Europe’s tiny robot lab Philae, hurtling through space on the back of a comet, awoke overnight and sent home its first message in nearly seven months, mission officials said Sunday.
Jubilant that the nail-biting wait was over, they declared Philae may soon resume science work, opening up a new chapter in its exhilarating voyage.
“Hello Earth! Can you hear me?” the washing machine-sized lander tweeted under the hashtag #WakeUpPhilae, breaking a silence that had lasted since November 15 when its batteries ran out.
“We got a two-minute… successful communication” at 2228 Central European Time (2028 GMT) on Saturday, mission manager Patrick Martin told AFP from the operations centre in Madrid.
“This was sufficient to confirm that Philae is healthy and that its sub-systems are OK in terms of energy and temperature for ongoing communication with Rosetta,” he said, referring to the lander’s mothership orbiting Comet 67P/Churyumov-Gerasimenko.
The mission seeks to unlock the long-held secrets of comets — primordial clusters of ice and dust that scientists believe may reveal how the Solar System was formed.

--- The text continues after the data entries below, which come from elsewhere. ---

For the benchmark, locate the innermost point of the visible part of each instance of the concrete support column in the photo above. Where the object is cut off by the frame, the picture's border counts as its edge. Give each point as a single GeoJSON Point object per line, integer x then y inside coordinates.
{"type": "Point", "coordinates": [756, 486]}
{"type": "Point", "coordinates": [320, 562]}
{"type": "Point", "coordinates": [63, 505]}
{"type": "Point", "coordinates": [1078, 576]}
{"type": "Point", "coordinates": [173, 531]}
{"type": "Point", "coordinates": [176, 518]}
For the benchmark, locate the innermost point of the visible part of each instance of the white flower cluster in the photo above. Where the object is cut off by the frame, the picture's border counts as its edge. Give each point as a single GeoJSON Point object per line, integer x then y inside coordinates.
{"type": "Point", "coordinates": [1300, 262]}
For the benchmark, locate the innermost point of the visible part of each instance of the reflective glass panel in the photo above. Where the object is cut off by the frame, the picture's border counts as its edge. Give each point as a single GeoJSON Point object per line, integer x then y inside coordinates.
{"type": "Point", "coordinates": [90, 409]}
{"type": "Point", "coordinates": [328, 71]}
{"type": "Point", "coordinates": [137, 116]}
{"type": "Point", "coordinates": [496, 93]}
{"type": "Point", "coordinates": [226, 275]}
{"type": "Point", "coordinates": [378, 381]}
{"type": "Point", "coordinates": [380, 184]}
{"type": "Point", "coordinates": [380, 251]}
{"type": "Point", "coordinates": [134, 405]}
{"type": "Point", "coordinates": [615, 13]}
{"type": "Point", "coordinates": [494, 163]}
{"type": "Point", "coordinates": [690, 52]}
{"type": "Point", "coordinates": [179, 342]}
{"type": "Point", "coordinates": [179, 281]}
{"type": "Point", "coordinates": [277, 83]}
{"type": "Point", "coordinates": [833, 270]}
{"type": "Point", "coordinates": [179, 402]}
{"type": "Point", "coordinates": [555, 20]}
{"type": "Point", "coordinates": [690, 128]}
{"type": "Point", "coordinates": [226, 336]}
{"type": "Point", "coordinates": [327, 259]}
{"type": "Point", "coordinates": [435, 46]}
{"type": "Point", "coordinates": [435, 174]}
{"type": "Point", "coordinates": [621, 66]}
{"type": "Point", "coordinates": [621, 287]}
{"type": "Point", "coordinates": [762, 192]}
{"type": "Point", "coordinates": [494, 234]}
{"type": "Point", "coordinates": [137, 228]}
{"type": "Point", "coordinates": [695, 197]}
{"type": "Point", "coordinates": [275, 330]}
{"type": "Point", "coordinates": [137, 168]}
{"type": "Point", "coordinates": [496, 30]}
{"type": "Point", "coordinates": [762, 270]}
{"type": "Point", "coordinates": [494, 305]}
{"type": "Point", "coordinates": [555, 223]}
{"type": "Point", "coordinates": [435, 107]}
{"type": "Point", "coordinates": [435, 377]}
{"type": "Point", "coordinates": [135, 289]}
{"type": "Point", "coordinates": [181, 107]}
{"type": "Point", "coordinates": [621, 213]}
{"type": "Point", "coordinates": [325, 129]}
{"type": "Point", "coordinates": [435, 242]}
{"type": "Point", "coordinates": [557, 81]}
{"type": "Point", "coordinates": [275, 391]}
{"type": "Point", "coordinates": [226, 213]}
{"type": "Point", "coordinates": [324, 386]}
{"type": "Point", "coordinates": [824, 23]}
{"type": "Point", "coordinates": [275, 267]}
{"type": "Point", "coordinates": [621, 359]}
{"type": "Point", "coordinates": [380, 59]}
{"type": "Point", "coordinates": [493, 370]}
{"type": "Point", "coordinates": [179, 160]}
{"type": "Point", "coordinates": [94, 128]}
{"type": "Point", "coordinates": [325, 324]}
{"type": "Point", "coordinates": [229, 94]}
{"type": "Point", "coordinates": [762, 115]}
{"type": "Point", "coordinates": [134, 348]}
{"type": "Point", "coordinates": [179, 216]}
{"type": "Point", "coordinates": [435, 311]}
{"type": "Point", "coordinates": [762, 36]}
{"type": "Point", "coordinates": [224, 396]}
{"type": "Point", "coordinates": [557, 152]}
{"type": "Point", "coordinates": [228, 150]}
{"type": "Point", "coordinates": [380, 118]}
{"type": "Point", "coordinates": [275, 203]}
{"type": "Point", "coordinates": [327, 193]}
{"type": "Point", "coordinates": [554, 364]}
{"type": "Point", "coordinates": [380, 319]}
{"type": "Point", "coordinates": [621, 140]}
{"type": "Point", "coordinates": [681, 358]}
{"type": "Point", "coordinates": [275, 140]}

Philae, equipped with 10 instruments, may now get a grandstand view of the gas, dust and icy crystals that blast from the comet as it gets ever closer to the Sun, scientists hope.
Perihelion, the closest point to the Sun in the comet’s orbit, will be on August 13, after which “67P” will veer off again into the deeper reaches of space.
Philae touched down on the comet on November 12 after an epic 10-year trek piggybacking on Rosetta.
But instead of harpooning itself onto the iceball’s surface, the lander bounced several times before settling at an angle in a dark ditch.
It had enough stored battery power for about 60 hours of experiments, enabling it to send home reams of data before going into standby mode.
The hope was that better light as the comet approaches the Sun would recharge Philae’s batteries enough for it to reboot, then make contact, and ultimately carry out a new series of experiments.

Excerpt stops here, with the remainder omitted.